Ja Rule singles chronology
| "Grand Finale" (1998) | "Holla Holla" (1999) | "Daddy's Little Baby" (1999) |

= Holla Holla =

"Holla Holla" is the first single by the American rapper Ja Rule from his first studio album, Venni Vetti Vecci (1999). It was produced by Taiwan "Tai" Green and Irv Gotti. The music video was shot in Rio de Janeiro, Brazil and was directed by Hype Williams and Irv Gotti.

A remix and the album's third single featured Jay-Z, Vita, Caddillac Tah, Black Child, Memphis Bleek and Busta Rhymes, the latter of which would later feud with Ja Rule.

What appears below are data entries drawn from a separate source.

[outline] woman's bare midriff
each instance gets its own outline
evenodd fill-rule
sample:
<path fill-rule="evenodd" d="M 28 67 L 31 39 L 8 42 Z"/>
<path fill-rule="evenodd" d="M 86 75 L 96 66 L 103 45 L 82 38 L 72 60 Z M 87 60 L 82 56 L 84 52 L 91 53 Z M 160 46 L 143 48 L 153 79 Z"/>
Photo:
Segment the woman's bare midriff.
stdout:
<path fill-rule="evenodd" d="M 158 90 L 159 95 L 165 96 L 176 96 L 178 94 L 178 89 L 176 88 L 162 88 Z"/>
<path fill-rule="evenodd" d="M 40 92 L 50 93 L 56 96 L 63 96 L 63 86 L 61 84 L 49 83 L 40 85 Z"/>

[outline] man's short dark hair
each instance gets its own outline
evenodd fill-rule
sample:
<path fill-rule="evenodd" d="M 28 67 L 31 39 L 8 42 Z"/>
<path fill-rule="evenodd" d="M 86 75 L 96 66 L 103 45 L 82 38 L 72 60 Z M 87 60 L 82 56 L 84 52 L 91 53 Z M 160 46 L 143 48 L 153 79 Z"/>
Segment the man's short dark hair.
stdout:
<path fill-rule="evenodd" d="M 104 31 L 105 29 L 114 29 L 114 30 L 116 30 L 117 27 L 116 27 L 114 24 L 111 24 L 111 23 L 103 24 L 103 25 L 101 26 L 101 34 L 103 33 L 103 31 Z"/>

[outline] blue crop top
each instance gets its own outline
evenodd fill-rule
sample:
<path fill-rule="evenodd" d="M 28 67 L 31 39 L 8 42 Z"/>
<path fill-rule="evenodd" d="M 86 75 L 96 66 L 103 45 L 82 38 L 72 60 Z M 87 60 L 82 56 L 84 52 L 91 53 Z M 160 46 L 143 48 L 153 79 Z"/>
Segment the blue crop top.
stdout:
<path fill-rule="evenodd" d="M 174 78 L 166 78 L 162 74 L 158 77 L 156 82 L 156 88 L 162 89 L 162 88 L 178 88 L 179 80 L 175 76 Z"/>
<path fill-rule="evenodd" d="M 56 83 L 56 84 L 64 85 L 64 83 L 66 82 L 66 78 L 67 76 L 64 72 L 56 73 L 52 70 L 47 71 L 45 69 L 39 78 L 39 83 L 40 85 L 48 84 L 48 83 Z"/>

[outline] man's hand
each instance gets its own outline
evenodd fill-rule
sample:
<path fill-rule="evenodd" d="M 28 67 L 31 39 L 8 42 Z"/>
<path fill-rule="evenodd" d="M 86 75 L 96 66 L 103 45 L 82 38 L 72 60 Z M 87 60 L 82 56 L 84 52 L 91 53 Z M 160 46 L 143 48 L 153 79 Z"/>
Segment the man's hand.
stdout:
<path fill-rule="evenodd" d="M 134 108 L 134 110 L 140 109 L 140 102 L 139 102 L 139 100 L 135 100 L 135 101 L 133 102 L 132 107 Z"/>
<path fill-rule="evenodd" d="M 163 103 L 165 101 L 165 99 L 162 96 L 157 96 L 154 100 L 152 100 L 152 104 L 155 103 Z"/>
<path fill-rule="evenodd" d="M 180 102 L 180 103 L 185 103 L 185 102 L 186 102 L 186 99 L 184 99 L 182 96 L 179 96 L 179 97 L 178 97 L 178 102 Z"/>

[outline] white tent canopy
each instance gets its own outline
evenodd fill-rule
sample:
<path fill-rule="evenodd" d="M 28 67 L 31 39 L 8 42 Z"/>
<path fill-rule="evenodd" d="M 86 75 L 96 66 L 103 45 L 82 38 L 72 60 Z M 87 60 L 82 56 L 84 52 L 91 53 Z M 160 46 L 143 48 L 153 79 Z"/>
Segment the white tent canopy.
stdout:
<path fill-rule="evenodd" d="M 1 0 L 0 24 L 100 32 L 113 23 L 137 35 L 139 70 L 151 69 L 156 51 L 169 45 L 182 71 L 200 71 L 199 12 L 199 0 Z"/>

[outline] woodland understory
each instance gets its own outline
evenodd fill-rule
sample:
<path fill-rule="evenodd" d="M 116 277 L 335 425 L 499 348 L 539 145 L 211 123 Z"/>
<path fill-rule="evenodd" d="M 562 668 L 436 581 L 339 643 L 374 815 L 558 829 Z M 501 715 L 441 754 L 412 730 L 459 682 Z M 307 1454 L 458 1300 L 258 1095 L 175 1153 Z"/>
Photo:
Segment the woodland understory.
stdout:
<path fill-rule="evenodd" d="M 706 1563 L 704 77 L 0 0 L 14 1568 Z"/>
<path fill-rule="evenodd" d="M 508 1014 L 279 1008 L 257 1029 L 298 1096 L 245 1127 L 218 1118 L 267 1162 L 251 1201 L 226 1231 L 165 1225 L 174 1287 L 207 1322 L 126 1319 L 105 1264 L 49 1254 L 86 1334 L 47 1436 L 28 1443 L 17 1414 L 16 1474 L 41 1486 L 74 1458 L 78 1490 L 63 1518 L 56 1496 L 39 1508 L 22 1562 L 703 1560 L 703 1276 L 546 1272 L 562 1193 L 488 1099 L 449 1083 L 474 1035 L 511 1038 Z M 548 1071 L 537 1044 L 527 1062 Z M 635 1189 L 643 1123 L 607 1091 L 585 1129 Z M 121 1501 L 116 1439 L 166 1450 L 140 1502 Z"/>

==Background and composition==
After Ja Rule finalized the recording of the album, Ja Rule's record label Def Jam, did not consider any song on the album worthy of marketing as a single. Despite his surprise at this, admitting in an interview with Complex magazine that he "didn’t grasp the idea of making a radio record", he resumed recording sessions to compose what became "Holla Holla". It transpired to be the final song recorded for Venni Vetti Vecci. Ja Rule's rapping on "Holla Holla" employs what he described as his "stutter flow", with the repetition of certain words to increase the volume of lyrics.

==Reception==
Writing for the Los Angeles Times, Soren Baker felt that "Holla Holla" demonstrated Ja Rule's ability to use "his edgy voice and the spectacular instrumentation that backs him".

==Track listing==
1. "Holla Holla" (Street Version)
2. "Holla Holla" (Instrumental)
3. "BJ Skit"
4. "It's Murda" (Street Version)
5. "It's Murda" (Instrumental)
6. "Kill 'Em All" (Street Version)

==Charts==

===Weekly charts===

| Chart (1999) | Peak position |
|---|---|
| Canada (Nielsen SoundScan) | 15 |
| US Billboard Hot 100 | 35 |
| US Hot R&B/Hip-Hop Songs (Billboard) | 11 |
| US Rhythmic (Billboard) | 20 |

===Year-end charts===

| Chart (1999) | Position |
|---|---|
| US Hot R&B/Hip-Hop Songs (Billboard) | 30 |

==Credits==
- Taiwan Green– producer
- Irv Gotti – producer, mixing
- Ken Ifill – mixing
- Ja Rule – vocals, rap
- Patrick Viala – engineer

==In popular culture==
- The song is played in The Sopranos season 2 episode "Toodle Fucking-Oo" when Tony arrives at the scene of Livia's house where Meadow threw a party.